Le prosélytisme discret de Qatar Charity, le bras caritatif de Doha

03 juin 2019 à 9 h 00 min

Des investissements qataris en Europe, le grand public connaît surtout la façade sportive, avec notamment le rachat du PSG par QSI (Qatar Sports Investments) en 2011. QSI aurait actuellement des visées sur le club de Leeds (D2 anglaise).

En revanche, on connaît moins l’action de Qatar Charity, la plus puissante ONG qatarie, le «bras humanitaire» de Doha. Le prosélytisme de cette ONG, soupçonnée d’agir dans l’opacité, est au cœur du dernier livre du duo Georges Malbrunot et Christian Chesnot, deux journalistes d’investigation bien connus, travaillant l’un au Figaro, l’autre à la rédaction internationale de Radio France. Le livre s’intitule  Qatar Papers. Comment l’émirat finance l’islam de France et d’Europe (Paris, éd. Michel Lafon, 2019). Les deux confrères poursuivent ainsi un travail d’investigation sur l’émirat gazier entamé il y a plusieurs années.
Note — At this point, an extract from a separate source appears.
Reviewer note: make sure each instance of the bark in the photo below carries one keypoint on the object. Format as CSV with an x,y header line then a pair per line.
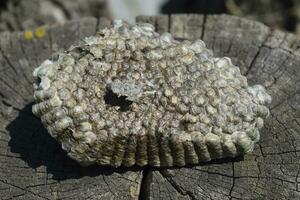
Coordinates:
x,y
33,166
Leur premier opus consacré au jeu trouble de Doha est paru en 2013 sous le titre  Qatar. Les secrets du coffre-fort (éd. Michel Lafon). En 2016, ils publient chez le même éditeur Nos très chers Emirs. Sont-ils vraiment nos amis ? Il est clair donc que nous avons affaire à deux spécialistes qui maîtrisent parfaitement leur sujet. Il faut rappeler que, plus généralement, ce sont deux fins connaisseurs du monde arabe. Cela avait même valu aux deux grands reporters un enlèvement qui a failli leur coûter la vie. C’était, on s’en souvient, le 20 août 2004, en Irak, où ils ont passé 124 jours de captivité entre les mains de l’Armée islamique en Irak, avant d’être libérés le 21 décembre 2004. Une douloureuse épreuve qu’ils ont relatée, là aussi, à quatre mains, dans Mémoires d’otages (éd. Calmann-Lévy, 2005).

«Un acteur majeur du marché de l’islam en Europe»

Dans l’introduction de leur ouvrage, les auteurs indiquent que pour ce troisième volet, tout est parti de leur livre Nos très chers émirs. Peu après la sortie de cet opus, ils sont contactés par un lanceur d’alerte qui leur a permis d’accéder à «une masse importante de documents relatifs à Qatar Charity (QC), la plus puissante ONG qatarienne». «Nous avons passé une année à traduire ces documents internes, pour la plupart rédigés en arabe», affirment les auteurs, avant de souligner : «L’étendue de ces financements nous a stupéfaits.»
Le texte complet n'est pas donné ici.